Smith+Nephew Fourth Quarter Trading and Full Year 2024 Results
Smith+Nephew’s transformative 12-Point Plan is delivering revenue growth consistently above historical levels, improved trading profit margin in the face of significant headwinds, strong and substantially improved cash generation and increased ROIC. Much of the 12-Point Plan is complete, and we have addressed the structural weaknesses that were holding back the Group. There is much more to be done to drive productivity and asset efficiency to their full potential, with significant additional benefit expected to follow in 2025 and beyond.
Delivering higher revenue growth
Group revenue in 2024 was $5,810 million (2023: $5,549 million), reflecting underlying revenue growth of 5.3%. Reported growth of 4.7% reflected a -60bps headwind from foreign exchange primarily due to the strength of the US Dollar.
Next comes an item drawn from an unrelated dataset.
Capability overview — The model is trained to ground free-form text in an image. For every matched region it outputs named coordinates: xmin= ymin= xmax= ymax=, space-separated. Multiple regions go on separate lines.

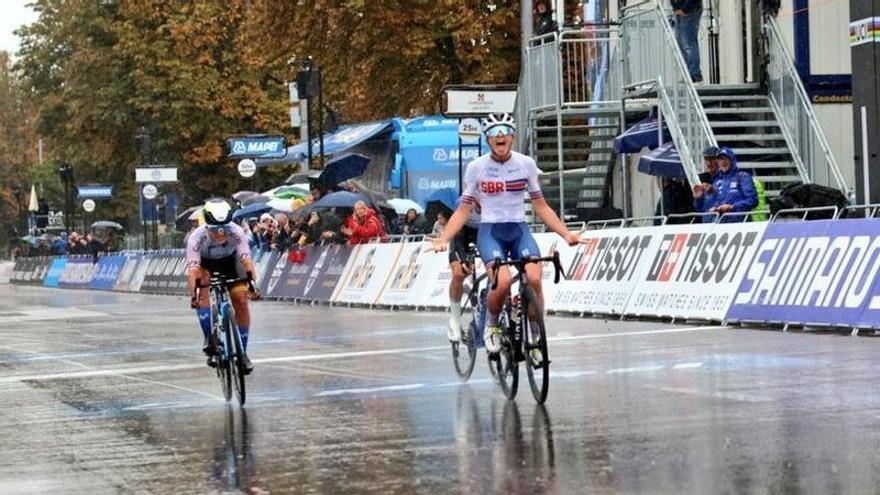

We delivered a strong finish to the year, with fourth quarter underlying revenue growth of 8.3% and revenue of $1,571 million (2023: $1,458 million). Fourth quarter reported revenue growth was 7.8% after a -50bps foreign exchange headwind.
The fourth quarter performance was ahead of our expectations driven by a strong finish to the year, particularly in US Sports Medicine, ENT and Advanced Wound Bioactives, and the benefit of two extra trading days. The Group is now operationally and commercially more able to benefit from better demand, as we saw at the end of the quarter. As a result, we realised more of a benefit to our surgical businesses from the two extra trading days than we expected to see during the holiday season. US Hip Implants and US Knee Implants both delivered a sequential improvement in performance in absolute terms and on an adjusted day sales basis. China remained a headwind in the quarter, as expected, reducing the fourth quarter Group underlying revenue growth rate by -280bps.
Improved trading profit margin, cash generation and ROIC
Trading profit for 2024 was up 8.2% to $1,049 million (2023: $970 million). The trading profit margin was 18.1% (2023: 17.5%), a 60bps improvement on the prior year. Operating profit increased to $657 million (2023: $425 million).
Over the last two years we have delivered an 80bps uplift in trading profit margin. This was achieved as productivity savings of around 410bps and operating leverage of around 390bps offset major headwinds of around -490bps from input cost inflation and merit, around -140bps from foreign exchange and around -90bps from China.
Improving cash flow has been an area of specific focus, with good progress made in 2024. Cash generated from operations was $1,245 million (2023: $829 million) and trading cash flow was $999 million (2023: $635 million), with significantly better trading cash conversion of 95% (2023: 65%). We have also reduced restructuring costs year-on-year to $123 million (2023: $220 million). Free cash flow increased to $551 million (2023: $129 million).
We have increased visibility and focus on improving our ROIC at the Business Unit level through allocation of central costs and our drive to improve working capital. ROIC increased year-on-year by 150bps to 7.4%, reflecting the progress made under the 12-Point Plan. Going forward, we will continue to focus on driving further improvement in our ROIC.